Mit gesenkten Häuptern verfolgen sie, wie Staatsanwältin Ines Wießner die Anklageschrift vorträgt. Sie wirft dem Trio vor, möglicherweise schon mit dem Plan, die Seniorin zu töten, zu ihrem Haus gefahren zu sein. Laut Anklage stellten die Komplizen erst vor Ort fest, dass die 76-Jährige nicht alleine war. Trotzdem stiegen sie in das Haus ein und begaben sich zuerst ins Gästezimmer, in dem die hessische Besucherin schlief. Mit einem Schraubenzieher und einem metallenen Uhrengewicht aus dem Haus schlugen Robert P. und Jakub G. auf die Frau ein, bis sie bewusstlos war. Diese brutale Vorgehensweise wiederholten sie im zweiten Schlafzimmer, in dem sich die Hausbesitzerin und der 81-Jährige befanden.

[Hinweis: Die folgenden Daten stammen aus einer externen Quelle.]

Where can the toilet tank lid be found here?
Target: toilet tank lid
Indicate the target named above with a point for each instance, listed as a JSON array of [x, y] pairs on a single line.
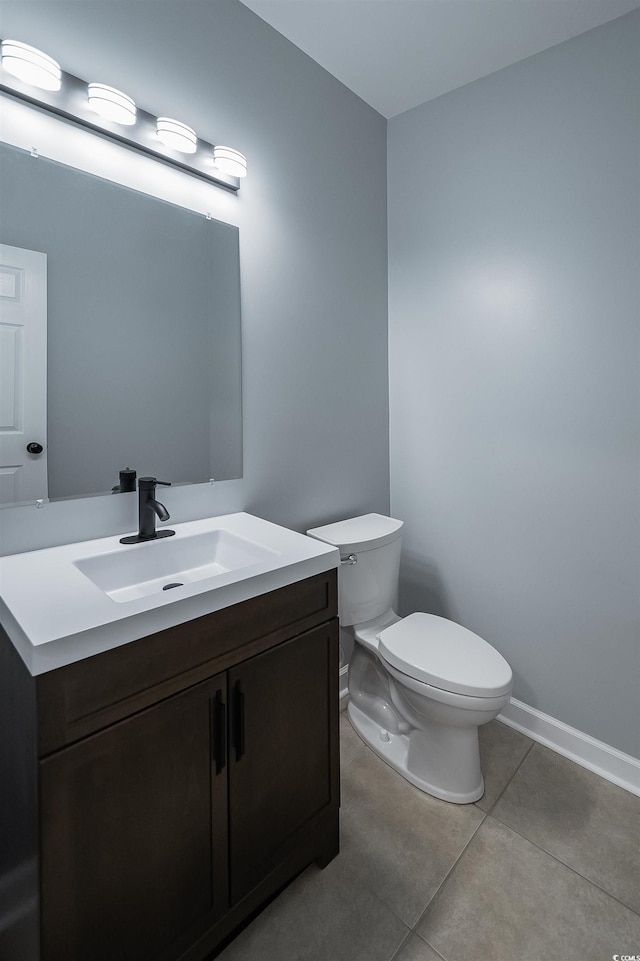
[[359, 533]]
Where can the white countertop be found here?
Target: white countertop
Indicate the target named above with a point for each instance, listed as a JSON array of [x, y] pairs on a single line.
[[56, 615]]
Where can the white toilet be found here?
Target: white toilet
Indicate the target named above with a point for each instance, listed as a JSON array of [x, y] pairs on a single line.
[[419, 686]]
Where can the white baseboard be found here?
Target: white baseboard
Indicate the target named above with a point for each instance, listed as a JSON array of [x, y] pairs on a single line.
[[602, 759]]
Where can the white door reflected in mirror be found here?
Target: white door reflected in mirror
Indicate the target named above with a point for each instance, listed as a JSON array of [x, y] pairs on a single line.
[[23, 375]]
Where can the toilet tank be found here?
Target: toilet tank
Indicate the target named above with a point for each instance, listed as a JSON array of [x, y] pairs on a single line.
[[368, 587]]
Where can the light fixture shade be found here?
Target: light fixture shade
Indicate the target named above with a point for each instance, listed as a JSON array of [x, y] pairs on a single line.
[[112, 104], [176, 135], [31, 65], [230, 161]]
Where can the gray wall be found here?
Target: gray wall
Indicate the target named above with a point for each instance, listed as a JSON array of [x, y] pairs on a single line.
[[312, 218], [514, 370]]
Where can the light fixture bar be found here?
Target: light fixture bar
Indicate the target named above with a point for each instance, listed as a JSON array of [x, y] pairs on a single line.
[[71, 103]]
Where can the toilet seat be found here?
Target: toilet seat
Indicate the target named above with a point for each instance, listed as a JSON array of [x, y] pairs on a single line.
[[445, 655]]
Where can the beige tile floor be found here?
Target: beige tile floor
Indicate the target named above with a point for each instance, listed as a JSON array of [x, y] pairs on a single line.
[[545, 867]]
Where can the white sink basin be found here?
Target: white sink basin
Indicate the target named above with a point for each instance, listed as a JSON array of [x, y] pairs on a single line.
[[155, 566], [62, 604]]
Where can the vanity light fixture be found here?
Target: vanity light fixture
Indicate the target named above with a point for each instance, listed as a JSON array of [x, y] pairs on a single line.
[[40, 82], [230, 161], [176, 135], [31, 65], [111, 104]]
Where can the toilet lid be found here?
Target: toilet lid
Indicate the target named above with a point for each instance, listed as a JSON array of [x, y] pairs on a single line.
[[445, 655]]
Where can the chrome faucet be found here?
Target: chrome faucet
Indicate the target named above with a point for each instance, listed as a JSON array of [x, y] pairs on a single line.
[[148, 509]]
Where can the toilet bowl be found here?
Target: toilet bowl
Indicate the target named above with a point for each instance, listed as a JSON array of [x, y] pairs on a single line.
[[419, 686]]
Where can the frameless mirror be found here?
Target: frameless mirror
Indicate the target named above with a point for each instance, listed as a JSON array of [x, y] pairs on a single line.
[[142, 343]]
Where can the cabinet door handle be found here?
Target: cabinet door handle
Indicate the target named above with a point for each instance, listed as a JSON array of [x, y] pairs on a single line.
[[219, 732], [239, 721]]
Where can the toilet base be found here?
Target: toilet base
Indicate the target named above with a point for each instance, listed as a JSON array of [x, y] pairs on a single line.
[[394, 750]]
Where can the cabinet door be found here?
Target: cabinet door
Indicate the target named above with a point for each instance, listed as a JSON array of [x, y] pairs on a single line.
[[134, 833], [283, 746]]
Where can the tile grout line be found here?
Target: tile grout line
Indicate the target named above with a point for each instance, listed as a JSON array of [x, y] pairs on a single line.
[[564, 865], [510, 781], [448, 875]]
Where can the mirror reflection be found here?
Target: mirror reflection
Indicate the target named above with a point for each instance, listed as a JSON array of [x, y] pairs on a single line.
[[142, 342]]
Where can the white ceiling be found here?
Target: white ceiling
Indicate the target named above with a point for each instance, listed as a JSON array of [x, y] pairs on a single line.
[[396, 54]]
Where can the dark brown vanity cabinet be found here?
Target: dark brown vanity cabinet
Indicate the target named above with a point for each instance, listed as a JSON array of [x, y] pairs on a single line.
[[166, 816]]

Weil die Frau danach nicht mehr ansprechbar war und der Tresor-Schlüssel auch von dem 81-Jährigen trotz heftigster Misshandlungen nicht zu bekommen war, flüchteten die Männer schließlich mit diversen Wertsachen und dem kompletten 44-Kilo-Safe. Ihre Opfer ließen gefesselt oder im Keller eingesperrt zurück.

Mehrere Zuschauer halten sich die Hand vor den Mund, als die Staatsanwältin die grausamen Details vom Tatabend schildert. Kaum Regung auf der Anklagebank. Die Verteidiger von Robert P. geben im Anschluss lediglich eine Erklärung ab, in der sie kritisieren, dass ihr Mandant einer medialen Vorverurteilung ausgesetzt gewesen sei. Es sei sachlich nicht gerechtfertigt, dass sein Mandant bereits vor dem Prozess als Haupttäter abgestempelt wurde, sagt Anwalt Benjamin Ruhlmann am Rande der Verhandlung. Ob Robert P. sich im Lauf des Verfahrens noch äußern werde, ließ er offen. Seinem Gutachter hatte P. in Haft allerdings schon berichtet, dass er am Tattag, wie so oft, unter Drogen gestanden habe. Wegen Diebstählen sei er bereits mehrere Jahre in Haft gewesen.

Sprechen will am ersten Prozesstag nur Jakub G. Doch zu seinen Ausführungen über den Tatabend kommt es nicht mehr. Nach langer Unterbrechung, weil Robert P. Medikamente gegen eine bakterielle Infektion im Magen benötigt, wird die Aussage auf die kommende Woche vertagt.